6-Day NBA Warning: Let’s Hope Ricky Rubio Doesn’t Grow Up

David Sherman/NBAE via Getty Images Ricky Rubio

Looked at a certain way, NBA players are men playing a kid’s game. But shift the angle slightly and they — especially the younger ones — can look like kids playing a man’s game. Any rookie, any sophomore — hell, any player who’s been in the league for fewer than five seasons — has a list of things he’s good at and a list of things he needs to work on or compensate for, and every season brings questions about whether the current batch of energetic youngsters can become veterans with a fuller understanding of the game.

For the Timberwolves’ Ricky Rubio, the enduring drumbeat when it comes to his improvement regards his scoring. Wolves president Flip Saunders has been beating the drum. Writers from Kelly Dwyer to Tom Ziller have been beating the drum. I’ve been beating the drum. It couldn’t be any plainer: If Rubio could shoot a position average from the field (43 percent versus 35.4 percent for Rubio last year, per HoopData) and finish at a position average at the rim (point guards averaged 60.8 percent there according to HoopData, while Rubio managed only 44.4 percent), he would be a markedly more effective player.

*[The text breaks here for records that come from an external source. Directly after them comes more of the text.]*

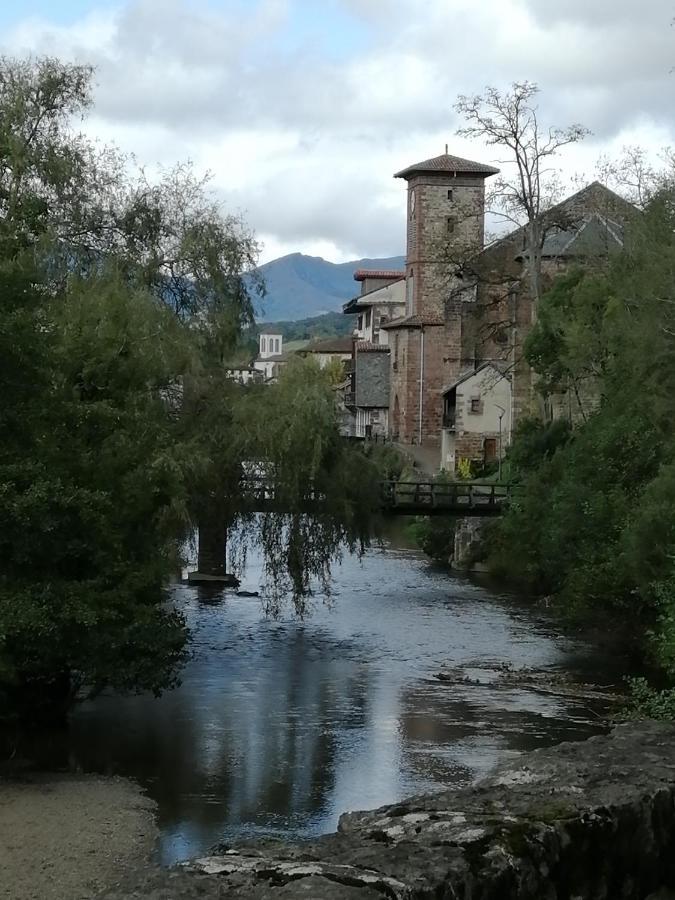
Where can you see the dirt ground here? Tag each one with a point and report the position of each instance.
(67, 837)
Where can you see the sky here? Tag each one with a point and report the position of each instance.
(304, 109)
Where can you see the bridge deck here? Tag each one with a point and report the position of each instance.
(429, 498)
(404, 498)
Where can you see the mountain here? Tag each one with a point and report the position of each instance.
(300, 286)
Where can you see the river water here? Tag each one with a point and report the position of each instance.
(281, 725)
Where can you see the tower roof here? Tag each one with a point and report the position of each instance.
(446, 163)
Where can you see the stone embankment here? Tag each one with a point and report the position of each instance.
(588, 821)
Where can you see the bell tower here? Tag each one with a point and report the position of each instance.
(445, 224)
(446, 215)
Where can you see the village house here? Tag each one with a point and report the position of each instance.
(327, 351)
(458, 379)
(382, 299)
(270, 353)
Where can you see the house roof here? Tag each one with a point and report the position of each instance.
(369, 299)
(332, 345)
(467, 375)
(595, 201)
(370, 347)
(596, 236)
(379, 274)
(448, 164)
(413, 322)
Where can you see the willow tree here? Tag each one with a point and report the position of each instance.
(325, 490)
(121, 300)
(526, 193)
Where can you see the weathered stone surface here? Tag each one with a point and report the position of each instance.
(592, 821)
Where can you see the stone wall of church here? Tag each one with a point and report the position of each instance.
(447, 224)
(405, 385)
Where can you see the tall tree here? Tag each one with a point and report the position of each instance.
(525, 193)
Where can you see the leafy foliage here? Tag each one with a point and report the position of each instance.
(591, 520)
(122, 298)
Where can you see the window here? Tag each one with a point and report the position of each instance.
(490, 449)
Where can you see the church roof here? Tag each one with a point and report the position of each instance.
(499, 368)
(370, 347)
(379, 274)
(447, 163)
(330, 345)
(413, 322)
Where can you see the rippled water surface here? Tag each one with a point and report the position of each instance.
(280, 726)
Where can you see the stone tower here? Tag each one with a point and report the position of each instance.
(445, 225)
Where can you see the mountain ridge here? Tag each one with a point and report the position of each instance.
(301, 286)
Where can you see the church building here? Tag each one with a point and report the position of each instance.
(446, 213)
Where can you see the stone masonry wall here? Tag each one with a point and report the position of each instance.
(431, 244)
(405, 384)
(372, 378)
(586, 821)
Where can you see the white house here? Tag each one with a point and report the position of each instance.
(477, 417)
(270, 352)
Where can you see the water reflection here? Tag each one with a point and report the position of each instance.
(280, 726)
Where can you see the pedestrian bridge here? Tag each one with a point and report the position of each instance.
(399, 498)
(428, 498)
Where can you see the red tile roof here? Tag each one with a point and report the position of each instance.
(447, 163)
(369, 347)
(383, 274)
(413, 322)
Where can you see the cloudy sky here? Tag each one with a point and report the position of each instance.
(303, 109)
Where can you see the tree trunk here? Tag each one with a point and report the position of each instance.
(212, 544)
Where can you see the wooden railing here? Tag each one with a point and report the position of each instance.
(403, 498)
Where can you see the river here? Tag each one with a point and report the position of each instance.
(281, 725)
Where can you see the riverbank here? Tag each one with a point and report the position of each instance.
(67, 837)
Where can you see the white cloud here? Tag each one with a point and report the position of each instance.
(305, 143)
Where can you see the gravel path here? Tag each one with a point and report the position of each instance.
(67, 837)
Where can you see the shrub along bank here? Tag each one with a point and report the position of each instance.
(592, 519)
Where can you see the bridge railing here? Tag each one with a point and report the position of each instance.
(452, 495)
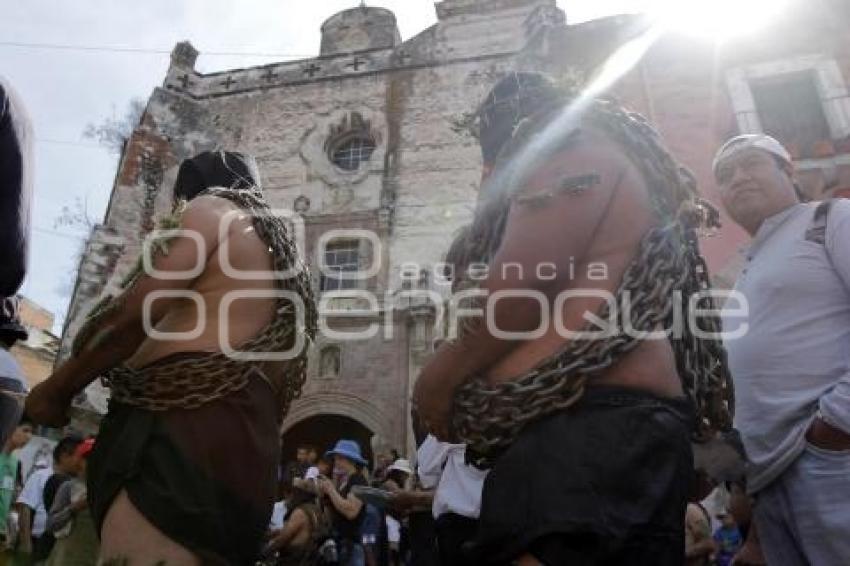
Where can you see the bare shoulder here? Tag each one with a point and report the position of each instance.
(207, 206)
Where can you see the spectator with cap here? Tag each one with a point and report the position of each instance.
(399, 476)
(12, 381)
(69, 519)
(347, 511)
(788, 355)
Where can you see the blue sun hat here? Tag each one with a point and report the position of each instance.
(348, 449)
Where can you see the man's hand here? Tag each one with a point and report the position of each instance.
(823, 435)
(47, 406)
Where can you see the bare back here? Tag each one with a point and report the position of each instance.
(627, 217)
(240, 250)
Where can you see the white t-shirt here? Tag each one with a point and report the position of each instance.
(278, 513)
(10, 368)
(33, 497)
(458, 485)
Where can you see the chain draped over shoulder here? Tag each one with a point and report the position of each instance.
(189, 380)
(666, 283)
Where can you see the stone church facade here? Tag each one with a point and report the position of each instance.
(362, 145)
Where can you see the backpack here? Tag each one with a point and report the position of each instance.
(323, 547)
(816, 232)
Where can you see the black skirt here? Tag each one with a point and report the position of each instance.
(205, 477)
(604, 482)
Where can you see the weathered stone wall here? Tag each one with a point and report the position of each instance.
(420, 185)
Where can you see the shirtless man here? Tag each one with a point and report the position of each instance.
(591, 460)
(185, 466)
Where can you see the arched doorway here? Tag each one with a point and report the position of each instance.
(322, 431)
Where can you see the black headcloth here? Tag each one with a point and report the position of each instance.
(227, 169)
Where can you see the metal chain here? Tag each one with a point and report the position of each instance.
(191, 380)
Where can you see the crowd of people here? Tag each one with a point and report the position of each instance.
(45, 519)
(542, 450)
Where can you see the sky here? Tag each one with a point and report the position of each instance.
(67, 85)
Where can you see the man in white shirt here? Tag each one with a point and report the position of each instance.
(33, 514)
(457, 500)
(790, 363)
(12, 380)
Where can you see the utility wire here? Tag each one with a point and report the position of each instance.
(69, 142)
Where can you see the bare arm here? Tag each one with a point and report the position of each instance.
(544, 226)
(349, 507)
(294, 526)
(121, 332)
(15, 190)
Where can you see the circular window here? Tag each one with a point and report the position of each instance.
(350, 152)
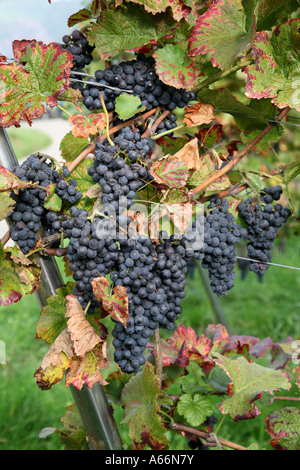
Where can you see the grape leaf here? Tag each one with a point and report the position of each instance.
(80, 174)
(179, 8)
(124, 29)
(198, 114)
(168, 172)
(140, 401)
(43, 79)
(87, 370)
(81, 15)
(195, 409)
(284, 428)
(116, 302)
(128, 106)
(249, 381)
(52, 201)
(84, 126)
(52, 320)
(83, 335)
(174, 67)
(71, 147)
(18, 277)
(55, 362)
(226, 30)
(276, 70)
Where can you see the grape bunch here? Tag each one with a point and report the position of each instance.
(135, 272)
(90, 254)
(28, 213)
(138, 76)
(263, 221)
(118, 180)
(221, 234)
(81, 50)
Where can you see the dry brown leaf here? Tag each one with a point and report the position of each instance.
(198, 114)
(82, 333)
(189, 155)
(180, 215)
(62, 344)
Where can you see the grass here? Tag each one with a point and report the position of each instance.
(270, 308)
(27, 141)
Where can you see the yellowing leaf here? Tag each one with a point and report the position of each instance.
(82, 333)
(198, 114)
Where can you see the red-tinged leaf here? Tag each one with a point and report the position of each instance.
(175, 68)
(169, 173)
(17, 278)
(26, 88)
(52, 320)
(240, 345)
(210, 136)
(140, 399)
(82, 15)
(87, 370)
(83, 335)
(261, 347)
(55, 362)
(218, 335)
(180, 9)
(138, 29)
(208, 34)
(19, 47)
(115, 303)
(84, 126)
(10, 182)
(95, 7)
(249, 381)
(284, 428)
(276, 69)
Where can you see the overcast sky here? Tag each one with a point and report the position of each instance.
(34, 19)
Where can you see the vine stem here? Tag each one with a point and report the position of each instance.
(204, 435)
(217, 174)
(158, 356)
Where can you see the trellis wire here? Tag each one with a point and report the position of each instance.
(267, 262)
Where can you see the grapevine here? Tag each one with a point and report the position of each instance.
(151, 184)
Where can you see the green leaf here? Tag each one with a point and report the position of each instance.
(80, 174)
(292, 171)
(275, 73)
(195, 409)
(43, 79)
(226, 30)
(170, 173)
(128, 106)
(18, 276)
(249, 380)
(284, 428)
(175, 68)
(179, 8)
(52, 320)
(71, 146)
(82, 15)
(140, 401)
(123, 30)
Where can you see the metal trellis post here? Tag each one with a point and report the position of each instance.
(92, 403)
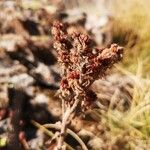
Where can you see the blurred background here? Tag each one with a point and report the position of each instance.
(30, 75)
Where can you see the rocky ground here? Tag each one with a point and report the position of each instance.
(29, 75)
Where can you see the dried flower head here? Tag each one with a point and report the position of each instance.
(81, 64)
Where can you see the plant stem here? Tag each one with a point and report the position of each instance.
(65, 122)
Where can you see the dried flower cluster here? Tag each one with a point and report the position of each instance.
(81, 65)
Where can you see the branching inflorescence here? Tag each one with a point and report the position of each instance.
(81, 64)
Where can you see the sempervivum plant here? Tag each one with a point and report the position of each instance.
(81, 64)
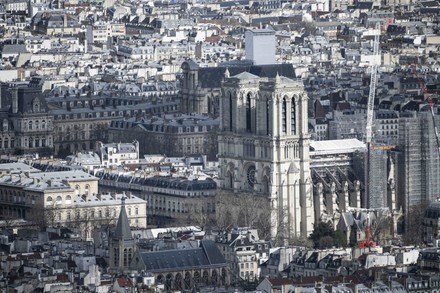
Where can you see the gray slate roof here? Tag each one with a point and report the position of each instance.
(206, 256)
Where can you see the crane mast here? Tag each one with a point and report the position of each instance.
(431, 106)
(370, 112)
(372, 93)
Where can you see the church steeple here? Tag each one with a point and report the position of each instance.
(122, 244)
(122, 231)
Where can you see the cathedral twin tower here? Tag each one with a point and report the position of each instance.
(263, 142)
(264, 147)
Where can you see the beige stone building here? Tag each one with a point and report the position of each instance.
(264, 148)
(66, 198)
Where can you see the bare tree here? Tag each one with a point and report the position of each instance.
(381, 227)
(249, 210)
(200, 211)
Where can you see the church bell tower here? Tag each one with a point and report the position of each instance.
(264, 148)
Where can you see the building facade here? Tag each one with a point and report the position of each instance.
(264, 148)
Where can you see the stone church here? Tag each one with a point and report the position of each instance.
(264, 147)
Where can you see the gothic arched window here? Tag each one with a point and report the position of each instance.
(293, 117)
(248, 113)
(284, 116)
(267, 117)
(230, 112)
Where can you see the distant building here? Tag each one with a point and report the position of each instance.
(431, 223)
(118, 154)
(170, 200)
(26, 125)
(122, 243)
(66, 198)
(185, 269)
(337, 182)
(244, 252)
(417, 170)
(260, 46)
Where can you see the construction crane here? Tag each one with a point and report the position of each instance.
(431, 106)
(367, 243)
(372, 93)
(370, 109)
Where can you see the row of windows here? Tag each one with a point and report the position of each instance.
(251, 117)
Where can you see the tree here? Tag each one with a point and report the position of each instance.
(381, 227)
(249, 210)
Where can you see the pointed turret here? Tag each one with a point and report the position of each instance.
(122, 231)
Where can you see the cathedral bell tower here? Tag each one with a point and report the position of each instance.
(122, 243)
(264, 148)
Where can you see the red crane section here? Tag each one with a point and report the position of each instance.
(431, 106)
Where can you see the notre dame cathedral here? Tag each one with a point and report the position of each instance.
(264, 147)
(263, 139)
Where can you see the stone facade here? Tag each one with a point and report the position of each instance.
(264, 148)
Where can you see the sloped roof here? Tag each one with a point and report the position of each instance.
(245, 75)
(207, 255)
(14, 49)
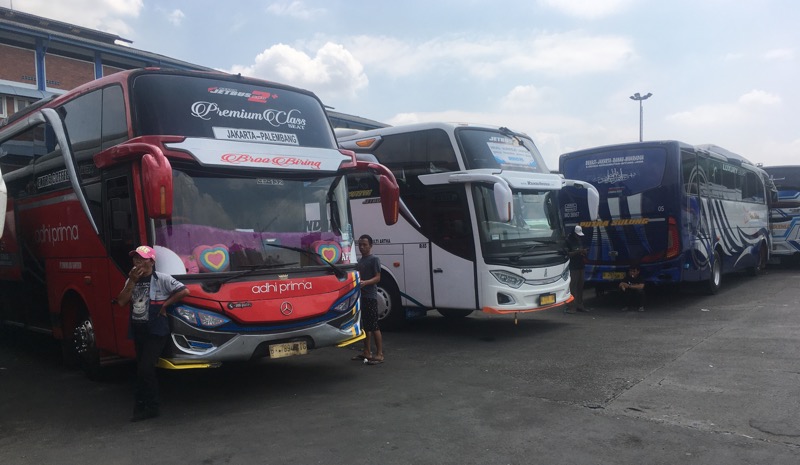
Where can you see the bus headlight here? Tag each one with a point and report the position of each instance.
(202, 318)
(346, 303)
(509, 279)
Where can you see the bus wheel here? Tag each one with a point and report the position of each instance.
(80, 346)
(715, 280)
(391, 314)
(762, 261)
(453, 313)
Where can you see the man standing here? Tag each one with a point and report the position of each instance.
(576, 254)
(150, 293)
(369, 270)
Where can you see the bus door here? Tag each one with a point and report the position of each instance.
(120, 238)
(692, 229)
(452, 248)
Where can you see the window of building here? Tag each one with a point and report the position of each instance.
(21, 103)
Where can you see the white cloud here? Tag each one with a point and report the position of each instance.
(332, 72)
(759, 97)
(780, 54)
(103, 15)
(590, 9)
(523, 98)
(717, 114)
(732, 56)
(487, 57)
(295, 9)
(176, 17)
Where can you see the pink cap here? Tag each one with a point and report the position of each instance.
(144, 252)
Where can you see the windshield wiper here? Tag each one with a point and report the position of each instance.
(336, 270)
(214, 286)
(528, 249)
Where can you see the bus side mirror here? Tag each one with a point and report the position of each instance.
(503, 199)
(157, 185)
(390, 199)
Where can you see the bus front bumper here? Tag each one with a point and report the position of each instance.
(193, 347)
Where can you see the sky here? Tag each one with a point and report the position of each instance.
(722, 72)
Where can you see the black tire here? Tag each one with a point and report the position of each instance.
(715, 280)
(79, 346)
(762, 261)
(453, 313)
(391, 314)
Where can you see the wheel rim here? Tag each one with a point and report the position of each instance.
(384, 303)
(84, 338)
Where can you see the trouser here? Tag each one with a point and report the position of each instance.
(576, 287)
(148, 349)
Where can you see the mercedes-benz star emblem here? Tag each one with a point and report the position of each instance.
(286, 308)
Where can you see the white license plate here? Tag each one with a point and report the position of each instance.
(613, 275)
(288, 349)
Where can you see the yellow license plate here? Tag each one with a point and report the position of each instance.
(288, 349)
(547, 299)
(613, 275)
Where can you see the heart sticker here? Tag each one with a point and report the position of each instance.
(329, 251)
(212, 258)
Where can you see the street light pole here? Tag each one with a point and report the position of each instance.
(641, 98)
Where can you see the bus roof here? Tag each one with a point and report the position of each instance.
(125, 75)
(404, 128)
(711, 148)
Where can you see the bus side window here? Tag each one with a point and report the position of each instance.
(441, 156)
(690, 174)
(120, 231)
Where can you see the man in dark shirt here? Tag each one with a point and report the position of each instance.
(369, 270)
(632, 288)
(576, 254)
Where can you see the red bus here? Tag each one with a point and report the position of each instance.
(237, 183)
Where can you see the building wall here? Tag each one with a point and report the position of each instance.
(17, 65)
(67, 73)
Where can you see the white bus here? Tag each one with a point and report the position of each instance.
(784, 213)
(479, 227)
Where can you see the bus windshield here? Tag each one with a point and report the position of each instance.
(621, 172)
(243, 217)
(534, 230)
(486, 148)
(191, 106)
(786, 179)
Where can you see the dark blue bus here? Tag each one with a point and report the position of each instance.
(681, 212)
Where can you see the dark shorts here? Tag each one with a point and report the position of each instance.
(369, 315)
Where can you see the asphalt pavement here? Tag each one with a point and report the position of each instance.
(694, 379)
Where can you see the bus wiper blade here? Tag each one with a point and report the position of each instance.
(531, 247)
(214, 286)
(336, 270)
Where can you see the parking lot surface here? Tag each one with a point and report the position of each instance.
(694, 379)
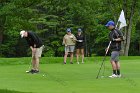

But there’s a part of me that looks at that string of numbers — a part that sees questions about Rubio’s basketball abilities broken down into necessary numerical improvements as if this were Skyrim or Fallout, as if he were just accruing experience points to get to the next level — and wants to throw up. When he drives into the lane and reaches around defenders to softly peg a bounce pass in to Nikola Pekovic, spinning away off the players who’ve collapsed on him, it’s like an emulsifying agent for everything concerning or inadequate about him. The first profile about him I ever read, in ESPN The Magazine back in 2008, said he needed to improve his mid- and long-range shooting, but also that he “plays beyond his years.” Passing, court vision, leadership: We see these and associate them with maturity. But maybe they have their roots in something younger, almost more naive: fair play.

There’s a generosity, a kindness, to Rubio’s game. Sometimes he looked like a kid trying furiously to grow up right there on the court. Sometimes his gentle nature seemed to be at war with his intense competitiveness. Maybe that’s why there’s a part of me that wants him to just forget about the shooting thing, even if it means giving up on being the best all-around player he can be. Selfishly, I like it when Rubio reminds us that this is a game.

If he shoots and finishes a lot better this season, I won’t complain. I just don’t want it to come at the expense of what he’s already capable of producing on the court. In the talk about the much-circulated clip of Rubio advising Alexey Shved to “change his face” from last season, the part that often got left out was his final word to the rookie: “Enjoy.” Whatever it is we enjoy about the game, we should strive not to lose sight of it. To paraphrase Steve Martin in L.A. Story, Ricky Rubio’s version of basketball may not be the truth, but it’s what we wish were true.